Auch wenn überwiegend über die stationäre Langzeitpflege berichtet wird – die größte Säule des deutschen Pflegesystems ist die häusliche Pflege und Betreuung durch Angehörige, was auf mehr als 80 Prozent der Pflegebedürftigen zutrifft. Neben Angehörigen, die das alleine stemmen oder sich Hilfe holen aus der Schattenwelt der osteuropäischen Betreuungskräfte, wird in vielen Fällen auch auf ambulante Pflegedienste zurückgegriffen, die ein-, manchmal auch mehrmals am Tag zu den Pflegebedürftigen nach Hause kommen.

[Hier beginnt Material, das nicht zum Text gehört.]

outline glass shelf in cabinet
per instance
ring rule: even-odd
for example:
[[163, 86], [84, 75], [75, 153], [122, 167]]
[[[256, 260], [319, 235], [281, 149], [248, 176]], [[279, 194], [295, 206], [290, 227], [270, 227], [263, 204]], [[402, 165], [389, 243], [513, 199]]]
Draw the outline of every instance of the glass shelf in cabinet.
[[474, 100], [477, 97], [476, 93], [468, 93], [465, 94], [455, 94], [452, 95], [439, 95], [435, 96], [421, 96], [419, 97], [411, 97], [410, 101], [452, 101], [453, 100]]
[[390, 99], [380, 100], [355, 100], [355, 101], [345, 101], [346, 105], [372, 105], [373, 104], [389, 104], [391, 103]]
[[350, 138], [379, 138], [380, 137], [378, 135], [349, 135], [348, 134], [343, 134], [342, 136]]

Über die Arbeitssituation von Beschäftigten in der ambulanten Altenpflege hat die Bundesanstalt für Arbeitsschutz und Arbeitsmedizin (BAuA) Ergebnisse einer Befragung veröffentlicht: »In einer Online-Befragung wurden die Anforderungen an berufsbedingte Mobilität und zeitliche Flexibilität von Beschäftigten in der Pflege untersucht. Es zeigt sich, dass direkt Pflegende häufiger von Schichtdienst, geteilten Diensten oder Dienstplanänderungen betroffen sind, wohingegen Leitungskräfte seltener im Schichtdienst oder an Wochenend- und Feiertagen arbeiten, jedoch häufiger in der Freizeit kontaktiert werden.«
Die Veröffentlichung dazu gibt es im Original hier:
➔ Julia Petersen und Marlen Melzer (2022): Ambulante Pflege in Deutschland: mobil und flexibel, Dortmund: Bundesanstalt für Arbeitsschutz und Arbeitsmedizin (BAuA), August 2022
»Etwa 3,3 Millionen der 4,1 Millionen pflegebedürftigen Menschen in Deutschland werden laut statistischem Bundesamt zu Hause versorgt – davon fast eine Million durch oder gemeinsam mit einem ambulanten Pflege- und Betreuungsdienst.«
Vom 1. Mai bis 30. Juni 2022 wurden in einer bundesweiten Online-Erhebung ambulant Pflegende zu Rahmenbedingungen ihrer Tätigkeit, Belastungsfaktoren sowie zu ihrer Gesundheitssituation befragt. Die Stichprobe bildet dabei hinsichtlich der Merkmale Geschlecht, Alter und Migrationshintergrund ambulant Pflegende in Deutschland weitgehend ab. Auch die Spezialisierung ambulanter Dienste und deren Verteilung nach Bundesländern ist mit Daten der Pflegestatistik 2019 des statistischen Bundesamtes vergleichbar, so die BAuA.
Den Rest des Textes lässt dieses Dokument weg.